After leaving Albion in 1972 he took up the post of player-manager with Weymouth, with whom he remained until 1975. In November 1981, he was appointed chief coach of Cardiff City, taking over from Richie Morgan, who moved to a general manager's role. After a disastrous run of nine losses in fifteen games, both Williams and Morgan were sacked in February 1982, with Len Ashurst taking over at Ninian Park. Williams took several coaching jobs abroad including steering Finnish team RoPS to the quarter finals of the European Cup Winners' Cup. Later on in his career he served as the assistant manager of the Welsh national side under Bobby Gould, and held a scouting role at Cheltenham Town while Bobby Gould was manager of the team.

Following his coaching career and scouting for Cheltenham he went in to scouting of academy players for Newcastle, Chelsea and the Tottenham Hotspurs before retiring in 2019

Notable incidents 
Williams was probably part of one of the best compliments to George Best, based on fact but with some poetic licence...

"Will you stand still for a minute so I can look at your face?" asked an exhausted Williams of Best.
"Why?" asked Best in return.
"Because all I've ever seen of you," explained Williams, "is your backside disappearing down the touchline."

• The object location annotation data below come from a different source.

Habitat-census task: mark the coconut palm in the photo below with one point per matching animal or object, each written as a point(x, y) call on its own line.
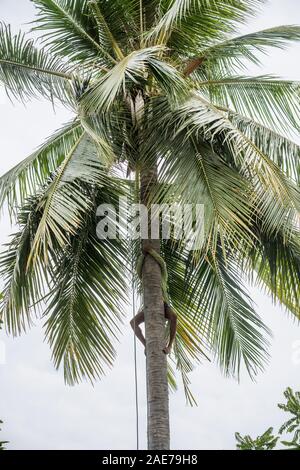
point(157, 87)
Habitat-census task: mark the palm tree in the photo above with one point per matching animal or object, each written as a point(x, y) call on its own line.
point(156, 86)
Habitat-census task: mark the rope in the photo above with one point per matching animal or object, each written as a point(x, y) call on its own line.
point(164, 273)
point(135, 371)
point(135, 353)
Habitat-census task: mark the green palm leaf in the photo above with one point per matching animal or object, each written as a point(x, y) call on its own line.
point(26, 71)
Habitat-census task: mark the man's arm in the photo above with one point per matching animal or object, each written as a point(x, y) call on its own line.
point(135, 322)
point(172, 318)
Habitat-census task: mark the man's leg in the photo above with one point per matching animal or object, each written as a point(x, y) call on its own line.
point(172, 318)
point(135, 322)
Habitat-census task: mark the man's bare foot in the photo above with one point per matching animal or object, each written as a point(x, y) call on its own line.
point(167, 350)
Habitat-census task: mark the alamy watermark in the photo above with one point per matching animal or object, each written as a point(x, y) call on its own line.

George Best and Graham became great friends. Playing charity football matches together and meeting up on regular occasions. George even babysat for Grahams children on a holiday in Tenerife 

In an interview with total football magazine Pele mentioned that in the game on the 14th of may 1966 Graham was the best defender he ever played against. He could not get past him and “kicked me all the time”.  I believe it was the WBA player Stuart Williams who Pele referred to, after the 1958 World Cup.  Graham did not play for Wales until later.  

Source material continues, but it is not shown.